On ne connaît pas l'année de sa mort. Les lettres qui constituent le spectacle sont une partie de ses écrits asilaires adressés soit au médecin directeur de l'établissement, soit à des parents. Qualifiés « d'écrits bruts », de part notamment leur syntaxe et leurs rythmes inconnus, comme vierges d'influences culturelles, ils sont, à la vue des manuscrits, d'une lecture difficile, rendue « miraculeusement » limpide par le travail scénique accompli dans ce spectacle.

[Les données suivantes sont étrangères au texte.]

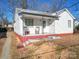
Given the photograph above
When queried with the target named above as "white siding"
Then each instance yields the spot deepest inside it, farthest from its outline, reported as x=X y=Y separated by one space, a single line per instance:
x=61 y=25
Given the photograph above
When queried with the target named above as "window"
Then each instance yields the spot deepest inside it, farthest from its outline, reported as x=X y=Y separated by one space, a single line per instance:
x=29 y=22
x=69 y=23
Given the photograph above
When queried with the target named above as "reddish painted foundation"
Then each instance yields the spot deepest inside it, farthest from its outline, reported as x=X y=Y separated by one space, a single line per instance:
x=25 y=38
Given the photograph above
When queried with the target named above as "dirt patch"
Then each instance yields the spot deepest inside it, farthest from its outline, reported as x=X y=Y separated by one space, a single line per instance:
x=55 y=49
x=2 y=41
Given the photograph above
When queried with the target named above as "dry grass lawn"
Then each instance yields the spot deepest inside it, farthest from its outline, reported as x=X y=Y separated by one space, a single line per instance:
x=65 y=48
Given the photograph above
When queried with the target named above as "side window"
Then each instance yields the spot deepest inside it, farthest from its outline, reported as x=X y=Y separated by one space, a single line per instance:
x=29 y=22
x=69 y=23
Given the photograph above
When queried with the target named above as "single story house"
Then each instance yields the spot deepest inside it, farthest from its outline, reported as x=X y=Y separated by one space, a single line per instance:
x=34 y=23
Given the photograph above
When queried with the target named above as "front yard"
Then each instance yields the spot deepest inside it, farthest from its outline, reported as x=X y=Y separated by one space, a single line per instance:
x=65 y=48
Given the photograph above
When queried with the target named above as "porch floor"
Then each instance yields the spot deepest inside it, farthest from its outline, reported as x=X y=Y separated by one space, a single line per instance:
x=39 y=36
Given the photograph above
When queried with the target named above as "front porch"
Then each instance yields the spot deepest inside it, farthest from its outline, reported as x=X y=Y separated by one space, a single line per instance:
x=38 y=25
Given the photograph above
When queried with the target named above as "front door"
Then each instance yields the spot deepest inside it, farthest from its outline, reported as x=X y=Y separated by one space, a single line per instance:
x=44 y=25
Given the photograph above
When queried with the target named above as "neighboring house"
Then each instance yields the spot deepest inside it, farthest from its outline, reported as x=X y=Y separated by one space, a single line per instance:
x=30 y=23
x=10 y=26
x=76 y=23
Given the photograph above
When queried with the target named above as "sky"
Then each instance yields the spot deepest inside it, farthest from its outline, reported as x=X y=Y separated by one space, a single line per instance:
x=38 y=6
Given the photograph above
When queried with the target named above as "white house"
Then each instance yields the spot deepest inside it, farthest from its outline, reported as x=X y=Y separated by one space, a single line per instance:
x=30 y=22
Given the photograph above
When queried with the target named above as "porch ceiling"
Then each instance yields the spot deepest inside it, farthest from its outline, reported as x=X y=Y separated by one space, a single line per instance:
x=36 y=17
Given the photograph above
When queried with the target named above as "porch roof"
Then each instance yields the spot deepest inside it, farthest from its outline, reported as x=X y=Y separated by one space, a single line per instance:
x=38 y=13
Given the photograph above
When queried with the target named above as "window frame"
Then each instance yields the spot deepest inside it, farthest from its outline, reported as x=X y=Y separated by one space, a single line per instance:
x=28 y=22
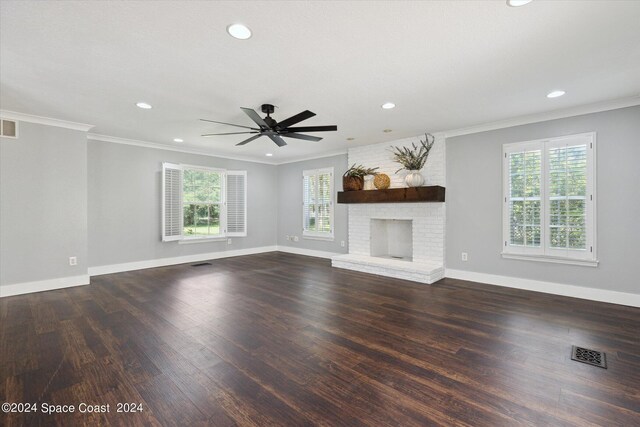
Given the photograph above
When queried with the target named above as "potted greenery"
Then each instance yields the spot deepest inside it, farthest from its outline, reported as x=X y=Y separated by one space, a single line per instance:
x=413 y=160
x=353 y=178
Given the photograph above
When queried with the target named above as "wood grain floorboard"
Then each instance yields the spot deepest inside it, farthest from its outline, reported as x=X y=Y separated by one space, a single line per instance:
x=282 y=339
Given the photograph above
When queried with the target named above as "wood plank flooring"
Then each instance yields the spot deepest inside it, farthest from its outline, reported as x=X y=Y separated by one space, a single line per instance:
x=280 y=339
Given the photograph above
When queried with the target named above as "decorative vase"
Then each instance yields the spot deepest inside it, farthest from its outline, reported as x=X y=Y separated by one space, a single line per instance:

Patricia Allio, qui signe ici sa première mise en scène, réussit à nous rendre complice d'un univers littéraire hors du commun.
En 1999, la scène n'est pourtant pas un lieu familier pour cette jeune chercheuse en philosophie plongée dans l'étude de La Divine Comédie de Dante quand elle découvre les écrits de Samuel Daiber sur lesquels se fonde le spectacle. Mais la rencontre concomitante de ces textes avec celle de l'oeuvre de Valère Novarina lui révèle les possibilités du théâtre comme « un acte de pensée de la langue par la scène ». Au sentiment d'étroitesse ressenti par Patricia Allio dans le monde universitaire et dans le discours rationnel de la philosophie répond la parole vocifératrice et libératrice d'un Samuel Daiber à laquelle l'oralité théâtrale peut, selon elle, rendre justice.
« Si tu te sens en asphyxie dans le monde et que tu découvres que la parole, l'écriture et la langue te permettent de réanimer un lien au monde, tu te dis alors, comme ce serait radical de la porter en scène, de l'entendre. Je pense, explique-t-elle, que ces paroles plus que d'autres sont faites pour la scène, parce que c'est l'histoire d'une bataille, et d'une bataille qui se mène avec la langue ».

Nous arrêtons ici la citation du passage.